Real incomes take inflation into account, and measure the purchasing power of an individual.
Nominal incomes increased at a faster pace this year compared with last year, with the nominal median gross monthly income increasing from S$5,197 (US$3,880) to S$5,500, the Ministry of Manpower (MOM) said in an advance release of its labour force report.
That is a 5.8 per cent increase, up from 2.5 per cent growth last year.
At the 20th percentile – the lower end of the income scale –Â nominal income stood at S$3,026, a 7.1 per cent increase from S$2,826. From 2022 to 2023, nominal income grew only 1.7 per cent.
The increase in nominal income coupled with easing inflation means real incomes grew in 2024, said MOM.
For employees at the 20th percentile, real incomes grew 4.6 per cent after shrinking 3 per cent in 2023. Median real incomes grew 3.4 per cent after contracting 2.2 per cent last year.
“In fact, I think we see a broad-based increase across all deciles, so it’s not just these two groups that we are focusing on,” said Mr Ang Boon Heng, director of the manpower research and statistics department.
“The real income growth in 2024 was close to the average growth rates seen in the years preceding COVID-19 … when inflation was lower,” the report said.
The ministry noted that income growth at the 20th percentile was higher than for median income earners. Mr Ang said that means income inequality is narrowing.
“This was supported by initiatives that aim to uplift lower-wage workers, such as the (Progressive Wage Model) and the National Wage Council’s recommendation on the quantum of wage increase for lower-wage workers.”
It added that lower-wage workers can expect to see greater income increases in the coming years, and noted that productivity is still outpacing wage increases.
MOM also highlighted that the majority of workers between 25 and 64 years old who transitioned to different industries saw an increase in income.

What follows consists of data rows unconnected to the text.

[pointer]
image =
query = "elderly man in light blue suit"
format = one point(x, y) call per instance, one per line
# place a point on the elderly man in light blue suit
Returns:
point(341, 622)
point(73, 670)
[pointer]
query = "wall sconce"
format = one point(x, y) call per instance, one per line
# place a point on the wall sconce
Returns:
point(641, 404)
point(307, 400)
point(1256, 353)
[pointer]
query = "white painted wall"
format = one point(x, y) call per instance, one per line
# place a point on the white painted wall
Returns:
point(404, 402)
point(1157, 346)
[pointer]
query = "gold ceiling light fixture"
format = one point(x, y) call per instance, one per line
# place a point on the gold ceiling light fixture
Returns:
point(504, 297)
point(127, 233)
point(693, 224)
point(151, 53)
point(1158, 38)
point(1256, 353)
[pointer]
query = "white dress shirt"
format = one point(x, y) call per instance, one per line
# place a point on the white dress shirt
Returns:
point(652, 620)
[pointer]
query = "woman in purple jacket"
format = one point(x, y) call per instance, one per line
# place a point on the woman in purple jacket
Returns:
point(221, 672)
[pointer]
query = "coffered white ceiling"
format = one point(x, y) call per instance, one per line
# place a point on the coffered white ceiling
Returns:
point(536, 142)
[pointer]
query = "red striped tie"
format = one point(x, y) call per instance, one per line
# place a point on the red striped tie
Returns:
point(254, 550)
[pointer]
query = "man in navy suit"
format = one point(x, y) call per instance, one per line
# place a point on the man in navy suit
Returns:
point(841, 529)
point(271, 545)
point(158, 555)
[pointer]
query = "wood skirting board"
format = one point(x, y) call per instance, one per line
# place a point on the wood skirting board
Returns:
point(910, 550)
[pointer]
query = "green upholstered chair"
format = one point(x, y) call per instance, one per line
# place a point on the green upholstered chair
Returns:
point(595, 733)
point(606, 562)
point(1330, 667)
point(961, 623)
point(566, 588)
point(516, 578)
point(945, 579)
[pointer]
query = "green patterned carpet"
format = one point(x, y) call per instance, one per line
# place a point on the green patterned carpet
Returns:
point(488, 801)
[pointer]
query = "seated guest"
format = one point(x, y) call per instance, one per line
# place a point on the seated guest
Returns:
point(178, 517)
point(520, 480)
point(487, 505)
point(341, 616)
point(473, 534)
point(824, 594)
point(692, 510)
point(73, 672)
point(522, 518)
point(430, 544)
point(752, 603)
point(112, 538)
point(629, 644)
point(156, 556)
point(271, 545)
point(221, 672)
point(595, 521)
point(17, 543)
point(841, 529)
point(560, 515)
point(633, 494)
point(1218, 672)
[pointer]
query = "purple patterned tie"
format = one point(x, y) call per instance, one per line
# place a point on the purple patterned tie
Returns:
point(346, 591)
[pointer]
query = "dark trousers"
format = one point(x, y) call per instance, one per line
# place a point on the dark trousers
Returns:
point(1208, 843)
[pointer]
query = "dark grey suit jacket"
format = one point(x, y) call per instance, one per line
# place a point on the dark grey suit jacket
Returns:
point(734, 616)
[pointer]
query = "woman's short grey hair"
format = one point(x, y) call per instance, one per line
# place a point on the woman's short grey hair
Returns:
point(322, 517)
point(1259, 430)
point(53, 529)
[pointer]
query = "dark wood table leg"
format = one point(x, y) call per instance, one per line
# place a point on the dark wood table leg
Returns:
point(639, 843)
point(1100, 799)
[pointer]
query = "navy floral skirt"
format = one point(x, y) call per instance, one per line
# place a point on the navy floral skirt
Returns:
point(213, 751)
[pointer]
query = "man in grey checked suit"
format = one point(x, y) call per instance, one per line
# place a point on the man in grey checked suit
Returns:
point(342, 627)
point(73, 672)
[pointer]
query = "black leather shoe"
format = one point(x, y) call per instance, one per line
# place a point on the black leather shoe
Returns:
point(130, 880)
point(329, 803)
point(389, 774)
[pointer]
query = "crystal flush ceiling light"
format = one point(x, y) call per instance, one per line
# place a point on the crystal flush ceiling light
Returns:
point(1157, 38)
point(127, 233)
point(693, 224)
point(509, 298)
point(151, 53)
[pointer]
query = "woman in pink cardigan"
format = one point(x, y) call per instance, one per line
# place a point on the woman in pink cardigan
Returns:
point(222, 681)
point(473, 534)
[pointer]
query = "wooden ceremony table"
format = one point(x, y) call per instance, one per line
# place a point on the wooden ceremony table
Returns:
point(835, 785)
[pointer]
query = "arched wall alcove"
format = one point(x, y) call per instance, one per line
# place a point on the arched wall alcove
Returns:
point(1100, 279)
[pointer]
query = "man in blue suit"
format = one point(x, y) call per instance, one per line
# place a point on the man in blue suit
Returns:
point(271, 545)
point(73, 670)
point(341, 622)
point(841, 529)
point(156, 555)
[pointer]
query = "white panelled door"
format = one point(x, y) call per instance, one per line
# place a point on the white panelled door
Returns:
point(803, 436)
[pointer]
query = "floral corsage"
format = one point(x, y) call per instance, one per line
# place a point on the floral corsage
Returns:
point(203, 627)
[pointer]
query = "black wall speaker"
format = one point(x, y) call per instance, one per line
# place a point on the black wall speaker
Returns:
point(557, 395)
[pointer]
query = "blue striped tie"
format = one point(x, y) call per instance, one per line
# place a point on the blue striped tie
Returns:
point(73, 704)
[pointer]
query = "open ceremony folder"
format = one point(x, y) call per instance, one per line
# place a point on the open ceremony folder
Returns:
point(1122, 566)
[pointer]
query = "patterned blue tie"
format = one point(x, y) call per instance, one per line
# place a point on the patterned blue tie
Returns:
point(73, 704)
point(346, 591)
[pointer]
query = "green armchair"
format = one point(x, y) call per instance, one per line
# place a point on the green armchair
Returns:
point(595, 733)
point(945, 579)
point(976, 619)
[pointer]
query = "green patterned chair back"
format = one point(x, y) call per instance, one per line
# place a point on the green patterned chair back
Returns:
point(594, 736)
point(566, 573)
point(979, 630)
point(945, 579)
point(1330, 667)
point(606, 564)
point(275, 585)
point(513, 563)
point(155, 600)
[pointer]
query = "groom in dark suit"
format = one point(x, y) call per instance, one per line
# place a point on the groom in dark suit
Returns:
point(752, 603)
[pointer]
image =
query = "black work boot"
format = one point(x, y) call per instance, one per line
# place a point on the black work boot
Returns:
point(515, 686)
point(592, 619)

That suggests that changing industries led to “positive employment outcomes”.
“They were generally hired into higher-skilled positions in more productive sectors,” the report said, pointing to financial and insurance services, information and communications and professional services. Over the past ten years, more residents have moved into those sectors.
Nearly 60 per cent of 2024’s industry switchers earned at least 5 per cent more after accounting for inflation, and around 20 per cent earned around the same amount.
The remaining 20 per cent saw their real income decline by at least 5 per cent.